« Dieu se rencontre sur la route, en marchant. Il est toujours une surprise »
Bernard Ginisty.
Au début de son pontificat, le pape François définissait ainsi le chemin spirituel : « Dieu, écrit-il, se rencontre dans l’aujourd’hui. (…) Bien sûr, dans ce chercher et trouver Dieu en toutes choses, il reste toujours une zone d’incertitude. Elle doit exister. Si quelqu’un dit qu’il a rencontré Dieu avec une totale certitude et qu’il n’y a aucune marge d’incertitude, c’est que quelque chose ne va pas. C’est pour moi une clé importante. Si quelqu’un a la réponse à toutes les questions, c’est la preuve que Dieu n’est pas avec lui, que c’est un faux prophète qui utilise la religion à son profit. (…) Notre vie ne nous est pas donnée comme un livret d’opéra où tout est écrit ; elle consiste à marcher, cheminer, agir, chercher, voir. (…) Dieu se rencontre sur la route, en marchant. (…) Dieu est toujours une surprise. On ne sait jamais où ni comment on Le trouve, on ne peut pas fixer les temps ou les lieux où on Le rencontrera ».

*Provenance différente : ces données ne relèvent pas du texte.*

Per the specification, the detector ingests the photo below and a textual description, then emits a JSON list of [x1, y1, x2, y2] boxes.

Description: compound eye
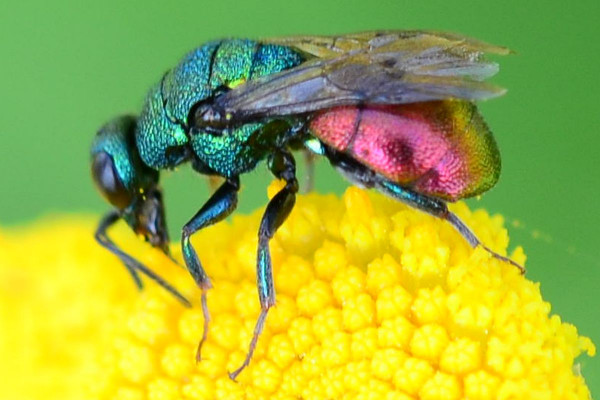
[[92, 152, 133, 210]]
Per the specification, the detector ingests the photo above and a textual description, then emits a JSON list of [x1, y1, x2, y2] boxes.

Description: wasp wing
[[215, 31, 509, 121]]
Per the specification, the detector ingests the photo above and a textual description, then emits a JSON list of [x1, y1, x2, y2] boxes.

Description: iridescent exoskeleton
[[92, 31, 522, 378]]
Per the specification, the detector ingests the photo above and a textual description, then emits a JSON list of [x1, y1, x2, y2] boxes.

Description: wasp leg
[[181, 177, 240, 362], [302, 151, 315, 193], [94, 211, 191, 307], [375, 179, 525, 274], [229, 150, 298, 380]]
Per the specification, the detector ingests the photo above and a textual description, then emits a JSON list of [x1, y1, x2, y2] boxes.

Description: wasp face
[[129, 188, 169, 254], [92, 116, 169, 253]]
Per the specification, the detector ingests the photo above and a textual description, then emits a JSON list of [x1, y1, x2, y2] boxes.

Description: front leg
[[181, 177, 240, 362], [229, 150, 298, 380]]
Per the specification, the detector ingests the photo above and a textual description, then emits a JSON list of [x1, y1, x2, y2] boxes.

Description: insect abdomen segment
[[310, 100, 500, 201]]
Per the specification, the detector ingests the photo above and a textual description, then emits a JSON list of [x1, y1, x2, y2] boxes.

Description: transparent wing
[[215, 31, 509, 120]]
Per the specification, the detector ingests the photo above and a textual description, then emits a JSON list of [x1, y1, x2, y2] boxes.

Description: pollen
[[0, 186, 595, 400]]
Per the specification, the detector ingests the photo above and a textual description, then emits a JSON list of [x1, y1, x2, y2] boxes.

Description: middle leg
[[181, 177, 240, 362], [229, 150, 298, 380]]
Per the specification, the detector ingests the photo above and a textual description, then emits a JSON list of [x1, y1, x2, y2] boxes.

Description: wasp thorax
[[192, 102, 229, 133]]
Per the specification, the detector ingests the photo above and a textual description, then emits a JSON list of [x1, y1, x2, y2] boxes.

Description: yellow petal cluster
[[0, 187, 595, 400]]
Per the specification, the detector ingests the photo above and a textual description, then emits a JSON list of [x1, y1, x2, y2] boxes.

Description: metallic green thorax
[[91, 116, 158, 192], [135, 39, 304, 176]]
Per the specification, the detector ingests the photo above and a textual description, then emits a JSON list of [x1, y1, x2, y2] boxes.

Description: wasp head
[[92, 116, 169, 254]]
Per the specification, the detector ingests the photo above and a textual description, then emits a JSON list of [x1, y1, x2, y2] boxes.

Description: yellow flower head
[[0, 188, 595, 400]]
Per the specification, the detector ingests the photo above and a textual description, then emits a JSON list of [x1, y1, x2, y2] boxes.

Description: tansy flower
[[0, 188, 595, 400]]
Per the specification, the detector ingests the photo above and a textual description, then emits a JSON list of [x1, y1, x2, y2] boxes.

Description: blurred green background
[[0, 0, 600, 396]]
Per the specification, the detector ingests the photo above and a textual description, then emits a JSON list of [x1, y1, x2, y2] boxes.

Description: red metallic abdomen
[[310, 100, 500, 201]]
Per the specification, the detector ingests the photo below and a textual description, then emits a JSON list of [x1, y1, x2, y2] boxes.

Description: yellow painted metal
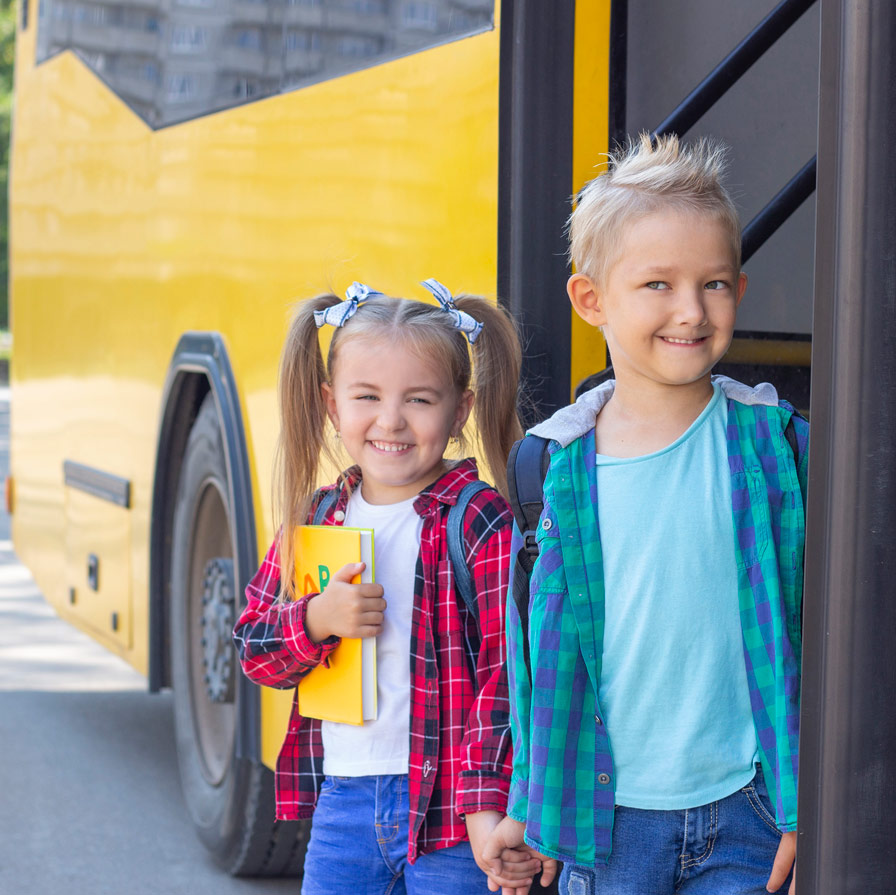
[[11, 3, 498, 761], [570, 0, 610, 393]]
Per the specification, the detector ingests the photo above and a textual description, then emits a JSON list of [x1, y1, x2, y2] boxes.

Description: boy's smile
[[568, 209, 746, 394]]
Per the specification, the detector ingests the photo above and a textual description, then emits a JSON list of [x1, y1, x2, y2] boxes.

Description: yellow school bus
[[11, 0, 817, 874]]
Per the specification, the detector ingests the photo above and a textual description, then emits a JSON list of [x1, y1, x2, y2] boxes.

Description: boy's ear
[[566, 273, 606, 326], [737, 271, 747, 304]]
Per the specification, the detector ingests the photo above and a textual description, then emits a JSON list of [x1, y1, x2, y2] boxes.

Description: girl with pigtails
[[234, 280, 539, 895]]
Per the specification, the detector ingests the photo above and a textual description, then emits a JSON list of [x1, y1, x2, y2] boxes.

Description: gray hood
[[528, 376, 778, 447]]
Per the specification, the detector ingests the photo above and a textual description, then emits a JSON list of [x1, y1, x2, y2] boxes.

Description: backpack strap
[[507, 435, 551, 681], [446, 479, 489, 629], [784, 417, 800, 469], [311, 488, 339, 525]]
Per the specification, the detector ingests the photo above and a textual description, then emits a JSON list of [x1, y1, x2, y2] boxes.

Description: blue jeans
[[302, 774, 489, 895], [560, 769, 790, 895]]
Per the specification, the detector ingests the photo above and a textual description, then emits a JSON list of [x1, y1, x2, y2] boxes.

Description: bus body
[[11, 0, 817, 874]]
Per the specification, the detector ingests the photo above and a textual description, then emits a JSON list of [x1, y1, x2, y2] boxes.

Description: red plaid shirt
[[234, 460, 513, 862]]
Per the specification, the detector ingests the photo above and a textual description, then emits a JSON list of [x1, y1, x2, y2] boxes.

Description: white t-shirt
[[321, 488, 423, 777]]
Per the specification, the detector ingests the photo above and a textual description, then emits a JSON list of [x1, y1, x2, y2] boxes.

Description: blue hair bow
[[314, 282, 383, 329], [420, 278, 482, 345]]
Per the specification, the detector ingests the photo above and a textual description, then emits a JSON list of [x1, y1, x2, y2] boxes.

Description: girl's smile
[[323, 337, 473, 503]]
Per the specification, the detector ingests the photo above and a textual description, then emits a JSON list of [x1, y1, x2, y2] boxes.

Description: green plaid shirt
[[507, 396, 809, 865]]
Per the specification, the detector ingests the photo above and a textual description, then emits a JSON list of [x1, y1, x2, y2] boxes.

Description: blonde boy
[[487, 136, 808, 895]]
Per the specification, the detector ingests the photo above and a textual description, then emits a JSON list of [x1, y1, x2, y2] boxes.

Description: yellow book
[[295, 525, 376, 724]]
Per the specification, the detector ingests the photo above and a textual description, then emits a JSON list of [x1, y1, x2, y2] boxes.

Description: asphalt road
[[0, 388, 299, 895]]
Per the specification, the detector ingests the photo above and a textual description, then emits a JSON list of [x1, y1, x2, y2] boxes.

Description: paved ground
[[0, 388, 299, 895]]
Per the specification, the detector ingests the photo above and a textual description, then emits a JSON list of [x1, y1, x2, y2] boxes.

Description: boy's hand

Nouveau responsable d’une Église catholique qui n’a pas toujours su résister au cours des siècles au cléricalisme et au fondamentalisme, il exprime sa vision de l’Église, celle « d’un hôpital de campagne ». « Je vois avec clarté, écrivait-il, que la chose dont a le plus besoin l’Église aujourd’hui, c’est la capacité de soigner les blessures et de réchauffer le cœur des fidèles, la proximité, la convivialité. Je vois l’Église comme un hôpital de campagne après une bataille. Il est inutile de demander à un blessé grave s’il a du cholestérol ! Nous devons soigner ses blessures (…) L’Église s’est parfois laissé enfermer dans les petites choses, les petits préceptes. Le plus important est la première annonce : Jésus-Christ t’a sauvé. Et il poursuit : Si le Chrétien est légaliste ou cherche la restauration, s’il veut que tout soit clair et sûr, alors, il ne trouvera rien ». [1]
Nos sociétés sont en deuil des certitudes que les grands prêtres des idéologies communistes ou capitalistes ont distillés tout au long du 20e siècle. Ils tentent aujourd’hui d’embrigader les religions pour tenter de « sacraliser » leurs projets nationalistes et impérialistes. Et il faut bien constater que ces nouvelles alliances entre « Dieu et César » trouvent des échos chez certaines hiérarchies des Églises nationales ou « évangéliques ».

Face à ces dérives, ce propos du théologien jésuite Joseph Moingt est d’une grande actualité : « Je vois l’avenir de l’Église dans de petites communautés, où il y aurait des chrétiens et des non-chrétiens, qui ensemble réfléchiraient à leurs problèmes en lisant l’Évangile et apprendraient ou réapprendraient ainsi un vivre ensemble auprès de Jésus, ce qui serait déjà une vie en Église. Je pense que l’Église repartira comme cela, et en s’ouvrant sur la société au lieu de se refermer sur elle-même (…). On n’est plus dans la situation où les fidèles ne pouvaient entendre l’Évangile que dans l’acte hiérarchique du clerc qui leur en faisait la lecture et leur dictait ce qu’ils devaient comprendre. Ils sont en voie de prendre leur responsabilité de leur être chrétien, de se définir par rapport à l’Évangile et de prendre aussi la responsabilité de leur être en Église » [2].
[1] Pape FRANÇOIS (1936-2025) :Extraits de l’entretien accordé aux revues intellectuelles jésuites européennes et américaines publiés dans le journal La Croix du 20 septembre 2013, pages 2 à 5. [2] Joseph MOINGT (1915-2020) : Croire quand même. Libres entretiens sur le présent et le futur du catholicisme, éditions Temps Présent, 2010, pages 95 et 184.